The globalists—whether progressive or conservative—are going to say that the world is a certain way and that pretending it is not is only prolonging a fantasy. We can be very successful niche players, these globalists will say, and make a lot of money and continue our tradition as an independent nation.  Or we can waste a lot of money trying to pretend that we dominate the economic and political systems the way we did after World War II—and fail anyway.

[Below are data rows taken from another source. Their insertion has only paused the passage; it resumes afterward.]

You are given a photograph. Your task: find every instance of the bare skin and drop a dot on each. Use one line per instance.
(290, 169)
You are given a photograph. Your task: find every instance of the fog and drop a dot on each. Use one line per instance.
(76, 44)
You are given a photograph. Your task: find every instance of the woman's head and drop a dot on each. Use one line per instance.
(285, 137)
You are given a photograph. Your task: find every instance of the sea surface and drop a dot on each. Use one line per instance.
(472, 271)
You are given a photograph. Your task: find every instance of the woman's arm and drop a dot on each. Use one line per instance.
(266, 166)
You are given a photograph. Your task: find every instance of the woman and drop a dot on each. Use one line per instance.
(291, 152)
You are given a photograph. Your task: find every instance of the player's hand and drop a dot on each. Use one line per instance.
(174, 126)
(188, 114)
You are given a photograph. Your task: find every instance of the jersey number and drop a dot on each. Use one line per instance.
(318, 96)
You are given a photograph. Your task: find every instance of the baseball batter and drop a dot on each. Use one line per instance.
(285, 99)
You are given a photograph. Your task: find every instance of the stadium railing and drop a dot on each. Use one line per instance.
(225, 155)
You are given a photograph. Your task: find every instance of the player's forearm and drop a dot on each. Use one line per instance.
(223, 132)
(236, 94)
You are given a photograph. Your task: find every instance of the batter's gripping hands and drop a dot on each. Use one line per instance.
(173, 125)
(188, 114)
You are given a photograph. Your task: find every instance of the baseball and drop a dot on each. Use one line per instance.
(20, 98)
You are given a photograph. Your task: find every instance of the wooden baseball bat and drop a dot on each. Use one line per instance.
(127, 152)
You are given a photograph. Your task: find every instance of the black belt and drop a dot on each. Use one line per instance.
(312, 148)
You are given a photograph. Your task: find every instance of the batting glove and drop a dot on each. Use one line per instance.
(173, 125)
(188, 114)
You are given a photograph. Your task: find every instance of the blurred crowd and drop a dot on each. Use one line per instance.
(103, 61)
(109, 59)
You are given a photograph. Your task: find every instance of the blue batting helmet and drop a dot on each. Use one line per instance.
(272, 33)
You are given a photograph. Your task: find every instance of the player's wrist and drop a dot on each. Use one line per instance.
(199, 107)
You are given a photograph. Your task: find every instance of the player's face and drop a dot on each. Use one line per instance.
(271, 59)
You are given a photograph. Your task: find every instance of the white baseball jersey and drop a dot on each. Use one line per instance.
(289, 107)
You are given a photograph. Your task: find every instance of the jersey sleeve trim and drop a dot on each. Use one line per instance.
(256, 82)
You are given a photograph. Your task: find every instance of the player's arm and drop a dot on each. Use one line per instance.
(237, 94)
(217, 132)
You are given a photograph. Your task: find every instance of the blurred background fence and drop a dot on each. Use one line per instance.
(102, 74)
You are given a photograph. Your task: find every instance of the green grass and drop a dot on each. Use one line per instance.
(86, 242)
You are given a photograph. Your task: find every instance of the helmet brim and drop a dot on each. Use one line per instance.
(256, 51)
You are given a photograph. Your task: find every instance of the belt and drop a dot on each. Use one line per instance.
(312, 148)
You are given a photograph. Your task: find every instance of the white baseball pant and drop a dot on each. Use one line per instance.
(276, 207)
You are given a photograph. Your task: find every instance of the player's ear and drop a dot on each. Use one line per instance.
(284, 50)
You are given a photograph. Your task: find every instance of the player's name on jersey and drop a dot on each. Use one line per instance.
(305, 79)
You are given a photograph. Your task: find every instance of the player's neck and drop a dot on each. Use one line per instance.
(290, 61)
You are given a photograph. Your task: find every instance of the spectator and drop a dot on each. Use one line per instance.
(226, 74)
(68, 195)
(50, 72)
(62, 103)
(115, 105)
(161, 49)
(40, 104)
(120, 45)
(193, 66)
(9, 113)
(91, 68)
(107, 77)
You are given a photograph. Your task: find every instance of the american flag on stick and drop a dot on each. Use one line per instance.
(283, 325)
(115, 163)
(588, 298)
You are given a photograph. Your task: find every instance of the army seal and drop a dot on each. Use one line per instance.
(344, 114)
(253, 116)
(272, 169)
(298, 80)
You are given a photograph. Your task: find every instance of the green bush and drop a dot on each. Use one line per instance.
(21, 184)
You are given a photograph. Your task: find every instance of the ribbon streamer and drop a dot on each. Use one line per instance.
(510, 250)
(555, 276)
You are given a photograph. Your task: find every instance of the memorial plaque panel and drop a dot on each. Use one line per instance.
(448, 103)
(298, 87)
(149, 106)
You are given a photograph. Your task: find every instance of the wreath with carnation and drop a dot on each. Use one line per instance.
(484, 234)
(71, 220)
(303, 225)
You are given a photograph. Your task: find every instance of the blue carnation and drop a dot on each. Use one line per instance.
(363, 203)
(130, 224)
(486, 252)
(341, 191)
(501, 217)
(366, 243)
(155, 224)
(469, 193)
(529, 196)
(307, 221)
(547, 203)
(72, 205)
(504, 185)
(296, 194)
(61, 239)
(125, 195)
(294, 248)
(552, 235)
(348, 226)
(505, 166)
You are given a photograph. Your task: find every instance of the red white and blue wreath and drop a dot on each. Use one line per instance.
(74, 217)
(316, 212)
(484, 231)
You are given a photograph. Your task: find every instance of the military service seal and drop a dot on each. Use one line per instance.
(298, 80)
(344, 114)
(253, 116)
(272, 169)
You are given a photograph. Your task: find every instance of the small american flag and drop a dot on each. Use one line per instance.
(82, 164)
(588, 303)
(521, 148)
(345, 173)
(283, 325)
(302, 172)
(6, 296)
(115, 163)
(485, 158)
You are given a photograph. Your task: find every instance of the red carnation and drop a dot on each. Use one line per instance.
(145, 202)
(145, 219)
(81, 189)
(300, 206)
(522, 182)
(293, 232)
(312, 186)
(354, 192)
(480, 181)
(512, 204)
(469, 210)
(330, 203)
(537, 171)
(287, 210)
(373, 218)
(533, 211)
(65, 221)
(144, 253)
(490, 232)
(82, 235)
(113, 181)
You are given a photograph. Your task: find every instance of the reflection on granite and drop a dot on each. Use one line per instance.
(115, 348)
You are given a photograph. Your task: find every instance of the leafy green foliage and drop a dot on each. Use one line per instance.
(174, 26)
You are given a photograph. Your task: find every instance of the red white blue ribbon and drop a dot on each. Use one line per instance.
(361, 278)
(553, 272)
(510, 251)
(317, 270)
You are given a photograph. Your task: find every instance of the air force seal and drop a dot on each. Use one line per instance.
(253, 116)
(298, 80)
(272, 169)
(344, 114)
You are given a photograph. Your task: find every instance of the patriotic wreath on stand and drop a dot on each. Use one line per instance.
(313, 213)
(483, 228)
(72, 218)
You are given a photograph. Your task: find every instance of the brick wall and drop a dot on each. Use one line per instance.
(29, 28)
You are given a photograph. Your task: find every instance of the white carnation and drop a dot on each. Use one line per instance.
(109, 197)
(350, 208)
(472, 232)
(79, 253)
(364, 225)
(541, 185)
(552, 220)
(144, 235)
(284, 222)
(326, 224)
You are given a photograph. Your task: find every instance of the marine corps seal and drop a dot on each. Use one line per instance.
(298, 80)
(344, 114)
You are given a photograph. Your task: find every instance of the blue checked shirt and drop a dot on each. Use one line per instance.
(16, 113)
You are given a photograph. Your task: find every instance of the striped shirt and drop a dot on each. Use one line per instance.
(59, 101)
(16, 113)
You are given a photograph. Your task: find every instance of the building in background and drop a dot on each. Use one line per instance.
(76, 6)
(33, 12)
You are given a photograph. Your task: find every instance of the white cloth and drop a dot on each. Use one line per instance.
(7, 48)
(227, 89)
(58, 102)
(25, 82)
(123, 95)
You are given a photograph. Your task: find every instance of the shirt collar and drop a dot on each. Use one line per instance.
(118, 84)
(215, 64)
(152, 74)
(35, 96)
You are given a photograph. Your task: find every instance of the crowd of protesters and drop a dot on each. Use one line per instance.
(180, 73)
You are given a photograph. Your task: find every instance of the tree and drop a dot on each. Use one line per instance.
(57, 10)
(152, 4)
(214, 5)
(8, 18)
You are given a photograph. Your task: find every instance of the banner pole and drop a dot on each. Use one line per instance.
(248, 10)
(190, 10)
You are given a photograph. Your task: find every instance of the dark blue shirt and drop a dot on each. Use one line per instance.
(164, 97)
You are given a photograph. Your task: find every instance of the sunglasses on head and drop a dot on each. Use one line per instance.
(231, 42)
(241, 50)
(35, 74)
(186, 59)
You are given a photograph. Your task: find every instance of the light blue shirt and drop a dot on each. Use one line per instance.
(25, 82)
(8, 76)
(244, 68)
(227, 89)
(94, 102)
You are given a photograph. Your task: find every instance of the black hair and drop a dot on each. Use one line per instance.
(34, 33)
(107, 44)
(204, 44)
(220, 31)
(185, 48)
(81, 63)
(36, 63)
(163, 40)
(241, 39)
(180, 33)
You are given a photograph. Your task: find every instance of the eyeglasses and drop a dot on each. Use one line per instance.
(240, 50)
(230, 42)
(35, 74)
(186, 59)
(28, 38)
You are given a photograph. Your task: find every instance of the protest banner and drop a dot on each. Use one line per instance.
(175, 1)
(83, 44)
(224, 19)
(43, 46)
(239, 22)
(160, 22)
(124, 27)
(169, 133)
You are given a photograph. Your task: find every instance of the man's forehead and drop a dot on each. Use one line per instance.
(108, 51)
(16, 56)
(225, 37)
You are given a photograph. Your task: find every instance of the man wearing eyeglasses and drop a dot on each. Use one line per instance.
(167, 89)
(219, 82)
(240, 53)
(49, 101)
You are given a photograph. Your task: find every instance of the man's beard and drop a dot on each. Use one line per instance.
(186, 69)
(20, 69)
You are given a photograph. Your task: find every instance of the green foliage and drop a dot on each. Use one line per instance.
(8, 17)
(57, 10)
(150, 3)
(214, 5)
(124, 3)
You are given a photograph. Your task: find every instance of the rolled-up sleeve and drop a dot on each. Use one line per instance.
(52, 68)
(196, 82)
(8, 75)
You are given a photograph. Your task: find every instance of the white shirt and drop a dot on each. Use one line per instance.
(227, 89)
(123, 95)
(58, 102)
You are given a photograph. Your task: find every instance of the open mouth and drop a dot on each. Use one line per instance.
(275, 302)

solar 3The nationalists will call the globalists, “defeatist.” The globalists will call the nationalists “delusional.” What I want to know is what the voters will call these two “parties.”

In Robert Reich’s excellent book Aftershock, he imagines that Margaret Jones wins the presidency in the 2020 election. [4] Here are a few elements of her platform:

  • increased tariffs on all imports
  • a ban on American companies moving their operations to another country or outsourcing abroad
  • a prohibition on foreign “sovereign wealth funds” investing in the United States.

America will:

  • withdraw from the United Nations, the World Trade Organization, the World Bank, and the International Monetary Fund.
  • end all “involvements” on foreign countries
  • refuse to pay any more interest on our debt to China, essentially defaulting on it, and,
  • stop trading with China unless China freely floats its currency.

Or, as President-elect Jones says as she hits the climax of her acceptance speech, “A nation of good jobs and good wages for anyone willing to work hard! Our nation! America for Americans!” (Thunderous applause).

President-elect Jones’s speech came to mind as I reviewed the coming conflict between the nationalists—like Margaret Jones and Donald Trump—and the globalists, like George H. W. Bush, Bill Clinton, George W. Bush, and Barack Obama. If the average per capita income in the United States continues to decline for middle class families, it is hard to see a globalist getting elected.  In the chart below, look at the trend lines below $50,000,

One more point about China.

But economists and business groups warn that China’s industrial ambitions have entered a new, far-reaching phase. With its deep government pockets, growing technical sophistication and a comprehensive plan to free itself from dependence on foreign companies, China aims to become dominant in industries of the future like renewable energy, big data and self-driving cars.

Solar panels are, in other words, China’s off-Broadway production. They have a model—I called it “economic nationalism” earlier—and the resources to put that model into operation in ways that far outstrip Japan’s efforts in the 1990s. With that much money and that much power and that many customers and that many producers, what global industry could they not dominate if they chose to?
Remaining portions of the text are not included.